Infrastructure makes cities liveable
Both kinds of infrastructure make places liveable. They underpin economic development.
Bridgman talked about Auckland, but his comments apply just as much to other New Zealand cities.
Auckland ranks ten
He says the Economist Intelligence Unit ranks Auckland as number ten when it comes to the world’s most liveable cities.
The survey leaves out Wellington and Christchurch because it only applies to the world’s 140 largest cities. Even so, the ideas are relevant across the country.
On one level, the EIU liveable city index is just a set of numbers, an accounting exercise. We shouldn’t take it too seriously or read too much into the numbers.
That doesn’t mean it isn’t useful or important.
Liveable means investment
Cities that rank high in the EIU index attract high quality investment. They are magnets to the brightest and most dynamic immigrants. They are places people want to visit and where they are keen to do business.
Getting on the top ten list is an achievement. Staying there is helpful. Bridgman wants us to move up the list.
Building fast broadband networks throughout New Zealand will move us closer to that goal.
To rank cities the EIU looks at 30 measures in categories such as culture and healthcare. Infrastructure is one category.
Not perfect, not far off
Each category is marked out of 100. A perfect city would be 100. The scores are crunched to get a single number. Auckland’s score is 95.7. Melbourne is in top place on 97.5.
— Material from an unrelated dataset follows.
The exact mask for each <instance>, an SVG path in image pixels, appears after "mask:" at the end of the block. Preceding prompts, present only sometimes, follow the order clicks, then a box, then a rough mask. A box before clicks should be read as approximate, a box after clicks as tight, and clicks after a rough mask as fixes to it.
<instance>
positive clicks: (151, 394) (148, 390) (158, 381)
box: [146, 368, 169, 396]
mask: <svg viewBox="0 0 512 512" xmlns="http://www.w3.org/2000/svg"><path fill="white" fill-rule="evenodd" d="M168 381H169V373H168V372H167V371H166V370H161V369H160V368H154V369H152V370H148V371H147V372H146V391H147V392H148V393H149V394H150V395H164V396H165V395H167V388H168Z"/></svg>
A 92.9 score for infrastructure drags down Auckland’s total. If we can nudge that figure up Auckland would move from the top 10 to the top five.
In turn that would mean more high quality investment, immigrants and business opportunities.
Infrastructure is an interesting category when it comes to determining whether a city is liveable because the people already living in a city can do something about it.
Improving liveability
It’s near impossible to improve a city’s culture in the short-term. No-one can do much about the geographic setting once a city is founded. All the top cities are stable, safe and offer first class education, so there’s little room to move on those areas.
When assessing infrastructure the EIU looks at the quality of their road, public transport and telecommunications networks along with the international links. It also looks at the availability of good quality housing, energy and water.
Anyone familiar with Auckland knows our recent-year report for all those sub-categories is could-do-better.
The good news is that each area is being addressed. The Western Ring Road is not far from completion. Planning is under way for boosting the road network east of the city. There’s been a major water system upgrade.
Work to be done
There’s still work to be done building more good quality houses. Auckland’s electricity grid has been an embarrassment in the past, but things are changing. The next few years should see work begin expanding the rail network through the city. Other public transport projects are underway. They city is getting bike lanes.
And then there’s the broadband upgrade. At first sight it seems almost an afterthought.
Running fibre to every home and business in Auckland might add a few tenths of a point to the liveable city index score.
Where Australia lags
That might not seem much. Yet there are four Australian cities — Melbourne, Sydney, Perth and Adelaide — ahead of Auckland in the EIU list. None of them will have full fibre to the premises networks soon.
Auckland will have its FTTP in place by the end of 2019.
Only 1.8 points separate Auckland from top ranked Melbourne. Auckland is only 0.2 behind Perth and 0.4 behind Sydney.
UFB
Finishing the UFB could push Auckland up two or three spots on the liveable city index. That alone gets us closer to the prize money. It’s an option Australia has rejected.
If those EIU numbers seem a little too dull and abstract to make sense, think of athletics. For an Olympic runner trimming two-tenths of a second can be the difference between a gold and a bronze medal.
As already mentioned, it’s important not to get too wrapped up in the details of one Liveable City Index. At best its criteria are debatable and there are other indexes that rank Auckland better or worse than the EIU.
Yet we can read the EIU index as a list of the work in front of New Zealand as we build a 21st century economy.
When the rest of the world catches up and builds fibre-to-the-premises networks, fast broadband will be a hygiene factor just like every other form of infrastructure. That is, something citizens expect and take for granted, something that will make them unhappy if it isn’t provided.
By then we’ll have something else to build to keep us out in front.